Monday 25 June 2007 at 11:28 pm
The Supreme Court's recent unanimous decision in KSR International Co. v. Teleflex, Inc. criticized and modified the obviousness standard used in patent cases. The decision may make it more difficult to obtain new software patents or to protect existing software patents because the Court expressed agreement that formalistic views of what constitutes nonobviousness under Patent law has resulted in lawyerly drafting of patent claims making much ado about nothing. In other words, some patents are invalid because the invention is as obvious as a headache - - even if the word headache never appeared in a medical text book.
According to the Court - "The diversity of inventive pursuits and of modern technology counsels against confining the obviousness analysis by a formalistic conception of the words teaching,
suggestion, and motivation, or by overemphasizing the importance of published articles and the explicit content of issued patents. In many fields there may be little discussion of obvious techniques or combinations, and market demand, rather than scientific literature, may often drive design trends. Granting patent protection to advances that would occur in the ordinary course without real innovation retards progress and may, for patents combining previously known elements, deprive prior inventions of their value or utility."
Software programming, by its nature, often involves building upon the obvious and combining previously known objects or code.
Friday 15 June 2007 at 10:18 pm
A federal judge in Los Angeles, U.S. Magistrate Judge Jacqueline Chooljian, ruled that a computer server's RAM, or random-access memory, is a tangible document that can be stored and must be turned over in a copyright infringement lawsuit by the MPAA against the Netherlands-based Torrent Spy website. The decision is widely viewed as illustrative of the mistakes judges make in applying law in a case when they do not understand the facts.
The error in this case - - albeit, the case concerns Federal Rule of Civil Procedure - Rule 34(a) - - echoes the error that judges make in copyright and patent cases involving software. Namely, courts are confused as to how best to determine whether electronic data is stored in a tangible, fixed manner.
The appropriate answer depends on an understanding of computers and software, in part, and on legislative (or, policy-making) guidance. The limited tools of legal analysis are inadequate for the task. Hence, Judge Jacqueline Chooljian based her decision on the inadequacy of legal precedent. The judge looked for analogies in the law and found one in a case that, itself, was based on the inadequacy of legal precedent when it was decided (Mai Systems v. Peak (9th Cir. 1993). Consequently, we have courts bootstrapping bad law to make more bad law. What a mess these courts are making.

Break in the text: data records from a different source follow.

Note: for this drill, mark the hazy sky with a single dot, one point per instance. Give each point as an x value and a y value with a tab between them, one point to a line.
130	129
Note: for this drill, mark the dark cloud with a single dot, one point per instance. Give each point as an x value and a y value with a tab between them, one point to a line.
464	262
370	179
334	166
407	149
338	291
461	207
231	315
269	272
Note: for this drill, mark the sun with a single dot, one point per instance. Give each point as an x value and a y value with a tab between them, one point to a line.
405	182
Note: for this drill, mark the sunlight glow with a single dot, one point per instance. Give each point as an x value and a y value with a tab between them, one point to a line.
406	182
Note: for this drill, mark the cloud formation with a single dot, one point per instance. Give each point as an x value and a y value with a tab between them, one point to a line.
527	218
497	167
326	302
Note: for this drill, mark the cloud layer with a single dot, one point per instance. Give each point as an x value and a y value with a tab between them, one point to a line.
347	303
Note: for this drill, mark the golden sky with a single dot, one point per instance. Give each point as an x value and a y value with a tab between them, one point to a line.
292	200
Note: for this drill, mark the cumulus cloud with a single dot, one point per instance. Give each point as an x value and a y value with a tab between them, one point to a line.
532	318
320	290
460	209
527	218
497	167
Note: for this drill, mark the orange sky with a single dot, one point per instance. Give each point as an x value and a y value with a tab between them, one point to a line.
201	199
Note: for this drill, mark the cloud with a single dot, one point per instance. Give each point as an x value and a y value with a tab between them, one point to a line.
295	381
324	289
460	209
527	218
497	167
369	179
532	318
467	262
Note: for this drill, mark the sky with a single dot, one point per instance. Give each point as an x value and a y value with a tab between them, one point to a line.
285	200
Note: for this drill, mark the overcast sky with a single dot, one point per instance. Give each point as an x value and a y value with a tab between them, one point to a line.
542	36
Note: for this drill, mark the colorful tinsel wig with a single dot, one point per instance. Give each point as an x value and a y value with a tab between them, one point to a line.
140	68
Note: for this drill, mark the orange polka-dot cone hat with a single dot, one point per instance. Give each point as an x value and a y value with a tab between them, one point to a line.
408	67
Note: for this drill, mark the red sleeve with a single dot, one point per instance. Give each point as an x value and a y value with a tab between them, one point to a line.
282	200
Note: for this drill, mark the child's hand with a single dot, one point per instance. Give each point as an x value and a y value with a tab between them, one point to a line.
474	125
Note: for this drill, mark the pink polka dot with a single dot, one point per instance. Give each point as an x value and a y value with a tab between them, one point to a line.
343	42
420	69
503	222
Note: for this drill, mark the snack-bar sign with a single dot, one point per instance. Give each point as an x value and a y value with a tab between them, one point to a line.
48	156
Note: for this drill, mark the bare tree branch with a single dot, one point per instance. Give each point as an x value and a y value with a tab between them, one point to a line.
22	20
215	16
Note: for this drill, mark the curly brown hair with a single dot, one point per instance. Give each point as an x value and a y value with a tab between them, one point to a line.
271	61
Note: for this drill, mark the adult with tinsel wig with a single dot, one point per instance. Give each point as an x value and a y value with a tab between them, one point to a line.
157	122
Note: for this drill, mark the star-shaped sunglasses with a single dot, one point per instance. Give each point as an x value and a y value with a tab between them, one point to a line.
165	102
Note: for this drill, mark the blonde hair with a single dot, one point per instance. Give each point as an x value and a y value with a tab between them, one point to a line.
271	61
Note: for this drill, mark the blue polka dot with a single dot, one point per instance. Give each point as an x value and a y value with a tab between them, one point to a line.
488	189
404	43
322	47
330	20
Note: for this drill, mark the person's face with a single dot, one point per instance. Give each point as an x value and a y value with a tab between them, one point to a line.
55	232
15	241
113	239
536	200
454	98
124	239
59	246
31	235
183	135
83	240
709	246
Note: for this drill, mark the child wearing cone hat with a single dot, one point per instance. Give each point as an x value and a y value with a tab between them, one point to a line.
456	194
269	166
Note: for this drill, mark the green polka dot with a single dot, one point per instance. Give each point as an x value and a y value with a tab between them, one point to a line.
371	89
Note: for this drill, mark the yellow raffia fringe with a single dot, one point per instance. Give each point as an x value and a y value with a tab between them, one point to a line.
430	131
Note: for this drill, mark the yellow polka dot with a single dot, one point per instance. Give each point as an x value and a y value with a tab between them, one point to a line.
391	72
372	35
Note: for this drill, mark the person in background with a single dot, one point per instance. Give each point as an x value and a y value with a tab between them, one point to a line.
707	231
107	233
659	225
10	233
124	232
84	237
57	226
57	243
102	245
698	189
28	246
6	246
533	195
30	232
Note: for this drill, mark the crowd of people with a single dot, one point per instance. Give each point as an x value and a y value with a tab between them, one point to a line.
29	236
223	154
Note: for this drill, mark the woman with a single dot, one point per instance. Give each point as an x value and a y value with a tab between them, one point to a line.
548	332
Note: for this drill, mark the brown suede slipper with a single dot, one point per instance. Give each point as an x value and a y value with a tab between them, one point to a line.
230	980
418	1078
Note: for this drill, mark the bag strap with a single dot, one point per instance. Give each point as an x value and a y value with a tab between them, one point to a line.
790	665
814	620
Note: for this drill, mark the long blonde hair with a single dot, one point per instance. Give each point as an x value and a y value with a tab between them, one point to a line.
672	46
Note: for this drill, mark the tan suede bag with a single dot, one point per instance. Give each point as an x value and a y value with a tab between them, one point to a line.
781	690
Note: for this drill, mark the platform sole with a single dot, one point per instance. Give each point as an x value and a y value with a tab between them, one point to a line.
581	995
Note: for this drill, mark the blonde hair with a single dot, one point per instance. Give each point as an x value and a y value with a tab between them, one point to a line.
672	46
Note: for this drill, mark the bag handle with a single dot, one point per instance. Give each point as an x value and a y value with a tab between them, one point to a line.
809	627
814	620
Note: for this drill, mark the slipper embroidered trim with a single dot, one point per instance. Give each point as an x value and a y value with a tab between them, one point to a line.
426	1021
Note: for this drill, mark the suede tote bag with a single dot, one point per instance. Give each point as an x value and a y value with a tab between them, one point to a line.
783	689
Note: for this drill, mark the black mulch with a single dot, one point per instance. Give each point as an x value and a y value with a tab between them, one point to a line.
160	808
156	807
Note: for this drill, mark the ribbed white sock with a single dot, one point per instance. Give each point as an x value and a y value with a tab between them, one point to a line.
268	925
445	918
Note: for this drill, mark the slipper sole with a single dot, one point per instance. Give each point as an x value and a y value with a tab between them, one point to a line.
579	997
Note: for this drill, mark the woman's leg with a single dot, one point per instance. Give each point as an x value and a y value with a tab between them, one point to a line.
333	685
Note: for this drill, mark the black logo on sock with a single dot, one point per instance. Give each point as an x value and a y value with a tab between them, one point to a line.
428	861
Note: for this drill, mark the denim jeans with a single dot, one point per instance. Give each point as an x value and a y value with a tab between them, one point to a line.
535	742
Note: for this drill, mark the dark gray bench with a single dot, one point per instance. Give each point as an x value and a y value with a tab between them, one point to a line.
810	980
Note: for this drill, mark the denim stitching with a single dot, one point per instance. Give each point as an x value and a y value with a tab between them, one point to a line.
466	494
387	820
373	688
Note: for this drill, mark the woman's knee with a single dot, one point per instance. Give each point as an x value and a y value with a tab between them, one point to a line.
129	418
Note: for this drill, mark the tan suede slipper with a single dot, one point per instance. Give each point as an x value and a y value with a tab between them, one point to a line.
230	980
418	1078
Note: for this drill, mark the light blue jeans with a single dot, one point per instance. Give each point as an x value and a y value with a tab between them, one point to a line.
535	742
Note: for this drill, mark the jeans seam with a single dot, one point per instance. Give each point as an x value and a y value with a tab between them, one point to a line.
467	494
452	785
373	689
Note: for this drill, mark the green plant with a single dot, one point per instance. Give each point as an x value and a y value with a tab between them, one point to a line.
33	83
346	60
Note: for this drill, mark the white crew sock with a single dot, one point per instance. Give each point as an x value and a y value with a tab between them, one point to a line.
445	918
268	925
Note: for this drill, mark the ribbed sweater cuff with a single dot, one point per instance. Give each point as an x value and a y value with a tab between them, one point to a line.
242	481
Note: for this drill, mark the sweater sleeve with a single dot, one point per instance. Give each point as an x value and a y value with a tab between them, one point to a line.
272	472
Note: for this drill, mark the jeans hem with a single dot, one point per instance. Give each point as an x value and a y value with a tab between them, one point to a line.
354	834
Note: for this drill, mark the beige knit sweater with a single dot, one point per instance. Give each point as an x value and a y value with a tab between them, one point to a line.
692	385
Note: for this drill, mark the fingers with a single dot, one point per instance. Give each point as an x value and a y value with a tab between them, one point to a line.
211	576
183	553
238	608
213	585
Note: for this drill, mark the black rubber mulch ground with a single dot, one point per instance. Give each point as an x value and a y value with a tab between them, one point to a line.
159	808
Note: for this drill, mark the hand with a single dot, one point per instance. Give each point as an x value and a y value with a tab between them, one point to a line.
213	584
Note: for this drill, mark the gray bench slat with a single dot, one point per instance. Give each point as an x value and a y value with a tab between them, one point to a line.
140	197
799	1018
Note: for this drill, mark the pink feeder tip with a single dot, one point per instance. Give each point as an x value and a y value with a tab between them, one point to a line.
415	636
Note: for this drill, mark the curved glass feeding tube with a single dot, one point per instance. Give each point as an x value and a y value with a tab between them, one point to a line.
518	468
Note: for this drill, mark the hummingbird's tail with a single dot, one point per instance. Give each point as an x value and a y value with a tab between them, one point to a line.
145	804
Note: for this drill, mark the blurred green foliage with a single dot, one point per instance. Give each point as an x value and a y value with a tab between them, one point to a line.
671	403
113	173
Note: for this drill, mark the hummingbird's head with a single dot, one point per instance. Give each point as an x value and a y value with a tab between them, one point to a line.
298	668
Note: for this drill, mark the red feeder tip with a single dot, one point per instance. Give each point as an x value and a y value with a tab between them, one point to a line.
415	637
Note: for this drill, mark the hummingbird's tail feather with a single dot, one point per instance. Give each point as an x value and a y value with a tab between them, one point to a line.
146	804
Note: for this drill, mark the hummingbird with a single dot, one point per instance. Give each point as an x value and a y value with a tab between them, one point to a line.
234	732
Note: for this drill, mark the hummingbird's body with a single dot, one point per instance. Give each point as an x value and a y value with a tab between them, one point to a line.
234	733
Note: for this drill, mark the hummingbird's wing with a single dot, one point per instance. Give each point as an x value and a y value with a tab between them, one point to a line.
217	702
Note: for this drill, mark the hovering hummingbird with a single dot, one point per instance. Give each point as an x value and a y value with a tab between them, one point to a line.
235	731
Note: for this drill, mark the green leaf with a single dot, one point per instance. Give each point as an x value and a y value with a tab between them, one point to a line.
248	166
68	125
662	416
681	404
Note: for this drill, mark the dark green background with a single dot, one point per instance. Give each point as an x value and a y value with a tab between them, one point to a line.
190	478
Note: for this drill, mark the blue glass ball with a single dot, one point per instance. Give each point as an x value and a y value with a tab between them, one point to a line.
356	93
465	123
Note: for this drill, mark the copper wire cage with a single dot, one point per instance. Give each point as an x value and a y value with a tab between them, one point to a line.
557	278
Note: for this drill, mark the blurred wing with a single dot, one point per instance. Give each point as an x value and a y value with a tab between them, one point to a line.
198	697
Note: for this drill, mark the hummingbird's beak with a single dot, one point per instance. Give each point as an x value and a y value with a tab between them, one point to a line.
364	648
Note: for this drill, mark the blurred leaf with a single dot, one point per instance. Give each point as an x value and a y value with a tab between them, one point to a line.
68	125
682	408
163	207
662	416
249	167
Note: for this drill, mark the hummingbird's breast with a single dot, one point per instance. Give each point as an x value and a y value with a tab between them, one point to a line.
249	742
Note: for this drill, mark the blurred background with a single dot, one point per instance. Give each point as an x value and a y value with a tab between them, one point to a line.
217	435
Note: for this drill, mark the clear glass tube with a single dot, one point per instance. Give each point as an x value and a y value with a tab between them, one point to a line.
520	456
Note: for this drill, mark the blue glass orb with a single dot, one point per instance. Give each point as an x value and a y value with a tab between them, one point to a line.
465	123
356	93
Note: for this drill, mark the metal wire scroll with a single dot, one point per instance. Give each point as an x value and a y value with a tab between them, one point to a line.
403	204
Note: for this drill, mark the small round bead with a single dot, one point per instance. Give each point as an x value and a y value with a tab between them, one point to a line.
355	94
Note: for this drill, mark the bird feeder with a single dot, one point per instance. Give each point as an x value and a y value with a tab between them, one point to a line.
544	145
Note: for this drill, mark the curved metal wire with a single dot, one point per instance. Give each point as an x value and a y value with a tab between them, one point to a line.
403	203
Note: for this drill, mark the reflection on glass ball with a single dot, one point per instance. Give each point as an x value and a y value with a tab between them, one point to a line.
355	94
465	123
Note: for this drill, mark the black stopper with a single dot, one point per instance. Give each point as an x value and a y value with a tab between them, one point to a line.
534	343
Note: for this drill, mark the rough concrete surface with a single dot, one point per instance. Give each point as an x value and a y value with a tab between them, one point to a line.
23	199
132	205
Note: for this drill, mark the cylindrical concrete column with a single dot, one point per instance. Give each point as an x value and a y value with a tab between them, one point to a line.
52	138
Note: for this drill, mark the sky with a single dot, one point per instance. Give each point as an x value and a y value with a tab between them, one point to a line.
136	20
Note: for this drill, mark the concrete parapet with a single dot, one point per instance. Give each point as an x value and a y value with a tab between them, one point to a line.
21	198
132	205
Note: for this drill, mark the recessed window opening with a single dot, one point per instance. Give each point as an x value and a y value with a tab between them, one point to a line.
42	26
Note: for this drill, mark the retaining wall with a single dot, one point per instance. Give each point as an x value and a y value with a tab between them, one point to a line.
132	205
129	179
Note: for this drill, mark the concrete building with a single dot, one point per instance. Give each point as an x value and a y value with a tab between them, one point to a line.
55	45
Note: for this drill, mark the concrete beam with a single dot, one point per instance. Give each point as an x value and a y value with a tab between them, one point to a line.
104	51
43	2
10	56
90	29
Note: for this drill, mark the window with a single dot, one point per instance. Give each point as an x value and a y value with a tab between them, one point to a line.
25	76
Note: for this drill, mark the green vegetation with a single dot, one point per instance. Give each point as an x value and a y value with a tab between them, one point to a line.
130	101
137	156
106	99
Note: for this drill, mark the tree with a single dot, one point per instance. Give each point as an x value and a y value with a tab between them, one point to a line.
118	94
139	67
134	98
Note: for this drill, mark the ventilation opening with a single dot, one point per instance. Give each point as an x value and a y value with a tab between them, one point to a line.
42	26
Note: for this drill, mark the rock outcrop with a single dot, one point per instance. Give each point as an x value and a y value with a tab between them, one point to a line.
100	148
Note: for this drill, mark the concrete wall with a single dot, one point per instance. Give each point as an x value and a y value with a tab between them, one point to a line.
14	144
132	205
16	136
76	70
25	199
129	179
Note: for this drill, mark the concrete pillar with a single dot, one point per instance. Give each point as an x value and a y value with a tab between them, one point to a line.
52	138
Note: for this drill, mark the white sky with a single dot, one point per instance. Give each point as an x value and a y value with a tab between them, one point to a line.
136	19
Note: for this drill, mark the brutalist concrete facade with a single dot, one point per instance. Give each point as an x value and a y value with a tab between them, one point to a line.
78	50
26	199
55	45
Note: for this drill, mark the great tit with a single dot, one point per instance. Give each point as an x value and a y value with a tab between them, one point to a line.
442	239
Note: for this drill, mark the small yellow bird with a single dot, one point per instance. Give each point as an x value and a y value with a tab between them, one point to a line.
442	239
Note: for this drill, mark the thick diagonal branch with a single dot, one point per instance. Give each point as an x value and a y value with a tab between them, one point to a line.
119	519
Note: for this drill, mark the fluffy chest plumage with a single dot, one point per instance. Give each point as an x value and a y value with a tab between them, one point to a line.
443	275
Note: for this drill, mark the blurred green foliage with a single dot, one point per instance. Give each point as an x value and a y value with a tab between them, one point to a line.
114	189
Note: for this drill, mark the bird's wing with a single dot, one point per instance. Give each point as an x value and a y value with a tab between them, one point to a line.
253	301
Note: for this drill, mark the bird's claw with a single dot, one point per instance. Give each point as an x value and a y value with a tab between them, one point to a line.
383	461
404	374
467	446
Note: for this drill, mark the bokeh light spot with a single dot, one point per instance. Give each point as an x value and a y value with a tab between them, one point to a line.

Given the increasing importance of electronic commerce, I am shocked and, at times, horrified by the continuing troublesome outcomes produced by some of our courts when the target of litigation is technology.
Even when the lawyers practicing before them well-understand the fine points of the technologies targeted by the litigation, too many courts (judges or juries) seem to lack the expertise to engage in reliable fact-finding.
Judge Jacqueline Chooljian was presiding over a case involving the MPAA and TorrentSpy. The movie industry challenged TorrentSpy by accusing it of copyright infringement. The
court concluded that RAM data was discoverable by plaintiffs in a copyright infringement lawsuit. I suppose you cannot fairly express disapproval of plaintiffs' lawyers who zealously pursue dubious claims, if it is widely viewed that it is the court's duty to decide whether the claim is dubious. Yet, this system works well only when the court is up to the task before it.